I propose that we turn on the obfs4's optional packet size and timing obfuscation on some of the default Tor Browser bridges.
The packet size and timing obfuscation can be off (iat-mode=0) or on (iat-mode=1). Currently, all of the default bridges, and probably ≈100% of BridgeDB bridges, have it turned off (iat-mode=0).
As far as I know, iat-mode=1 has never really been tried in practice. The reason I propose trying it is the current blocking situation in Kazakhstan. According to reports, obfs4 (along with meek and vanilla Tor) are blocked there--not only the built-in default bridges, but also secret bridges from BridgeDB. A user on IRC has been experimenting with the Kazakh firewall; the blocking seems to be some sort of probabilistic traffic analysis--it doesn't always block and the rate of blocking depends on the network load. That user would like to have iat-mode=1 set on some of the default bridges to see if it gets through the firewall.
Here are details on the Kazakhstan situation: https://bugs.torproject.org/20348
So I'm thinking it's a good idea to turn on iat-mode=1 on, say, 20% of the default bridges.

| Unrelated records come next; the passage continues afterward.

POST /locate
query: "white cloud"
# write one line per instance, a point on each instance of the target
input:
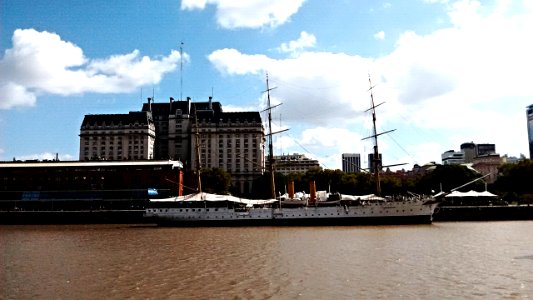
(467, 82)
(305, 40)
(42, 63)
(380, 35)
(45, 156)
(233, 14)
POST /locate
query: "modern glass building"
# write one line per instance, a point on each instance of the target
(529, 111)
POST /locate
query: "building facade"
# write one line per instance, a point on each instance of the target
(529, 112)
(351, 162)
(232, 141)
(488, 165)
(117, 137)
(372, 161)
(452, 157)
(294, 163)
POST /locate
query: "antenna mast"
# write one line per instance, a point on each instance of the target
(198, 162)
(181, 71)
(270, 146)
(376, 162)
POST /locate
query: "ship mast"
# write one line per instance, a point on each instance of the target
(270, 146)
(376, 161)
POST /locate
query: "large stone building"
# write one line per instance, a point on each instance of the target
(117, 137)
(233, 141)
(294, 163)
(351, 162)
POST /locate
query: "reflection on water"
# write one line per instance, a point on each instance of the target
(443, 260)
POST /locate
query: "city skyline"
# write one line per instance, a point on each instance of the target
(449, 71)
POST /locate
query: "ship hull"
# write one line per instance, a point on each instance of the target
(378, 214)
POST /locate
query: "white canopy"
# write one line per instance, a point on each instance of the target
(471, 194)
(214, 197)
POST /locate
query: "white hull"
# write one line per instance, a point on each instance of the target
(372, 213)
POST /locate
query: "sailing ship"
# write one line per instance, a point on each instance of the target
(205, 209)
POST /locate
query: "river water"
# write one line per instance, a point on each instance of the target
(467, 260)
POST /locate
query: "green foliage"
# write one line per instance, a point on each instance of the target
(450, 177)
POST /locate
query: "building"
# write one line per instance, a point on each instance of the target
(117, 137)
(351, 162)
(452, 157)
(469, 151)
(529, 112)
(294, 163)
(371, 161)
(90, 186)
(233, 141)
(485, 149)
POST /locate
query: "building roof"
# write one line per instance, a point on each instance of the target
(61, 164)
(210, 111)
(140, 117)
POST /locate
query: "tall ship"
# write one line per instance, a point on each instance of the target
(83, 191)
(317, 208)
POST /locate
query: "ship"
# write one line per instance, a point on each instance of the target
(205, 209)
(59, 192)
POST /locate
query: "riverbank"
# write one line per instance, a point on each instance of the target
(484, 213)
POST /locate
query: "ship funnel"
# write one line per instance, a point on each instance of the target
(291, 189)
(312, 192)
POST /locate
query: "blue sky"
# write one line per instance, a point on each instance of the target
(449, 71)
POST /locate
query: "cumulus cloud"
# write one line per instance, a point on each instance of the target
(41, 62)
(305, 40)
(45, 156)
(248, 14)
(379, 35)
(467, 77)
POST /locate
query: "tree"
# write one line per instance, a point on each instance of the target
(450, 177)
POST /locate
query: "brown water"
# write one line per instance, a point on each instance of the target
(443, 260)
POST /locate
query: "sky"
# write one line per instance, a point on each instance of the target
(448, 72)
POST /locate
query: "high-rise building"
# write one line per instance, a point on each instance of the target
(117, 137)
(371, 161)
(451, 157)
(529, 112)
(469, 152)
(351, 162)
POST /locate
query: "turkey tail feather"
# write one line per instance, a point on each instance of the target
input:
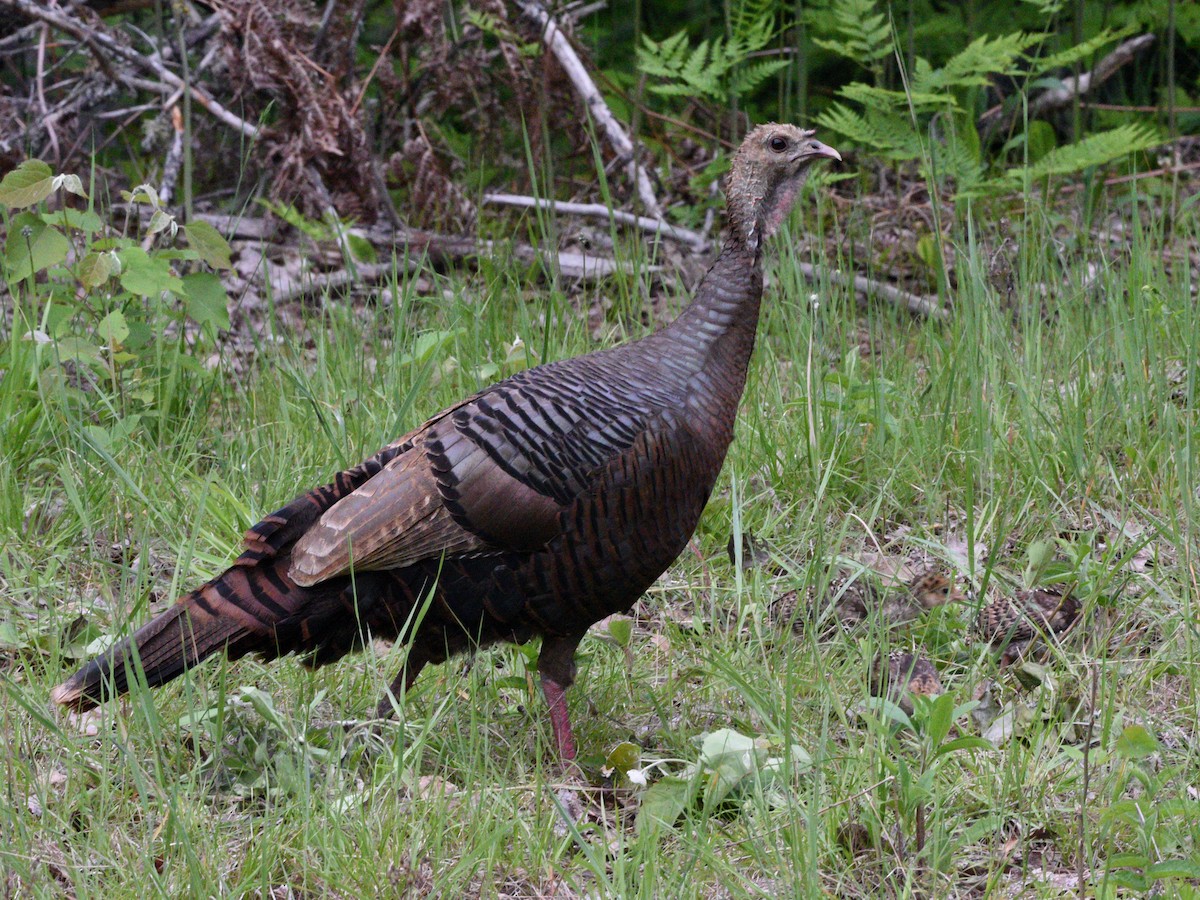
(222, 615)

That'll also be a good hedge against potential future blocking, as we can see if the bridges that use size and timing obfuscation are more resistant. It is safe for the server to turn on iat-mode=1 while the client still has iat-mode=0; the obfuscation will only apply in one direction but the connection will still work.
---- Addendum on how to activate iat-mode=1 on the server
If you built obfs4proxy from source, and you are using commit a7a2575cab or later, you just need to add one line to your torrc: ServerTransportOptions obfs4 iat-mode=1 Unfortunately this commit is not yet in a released version.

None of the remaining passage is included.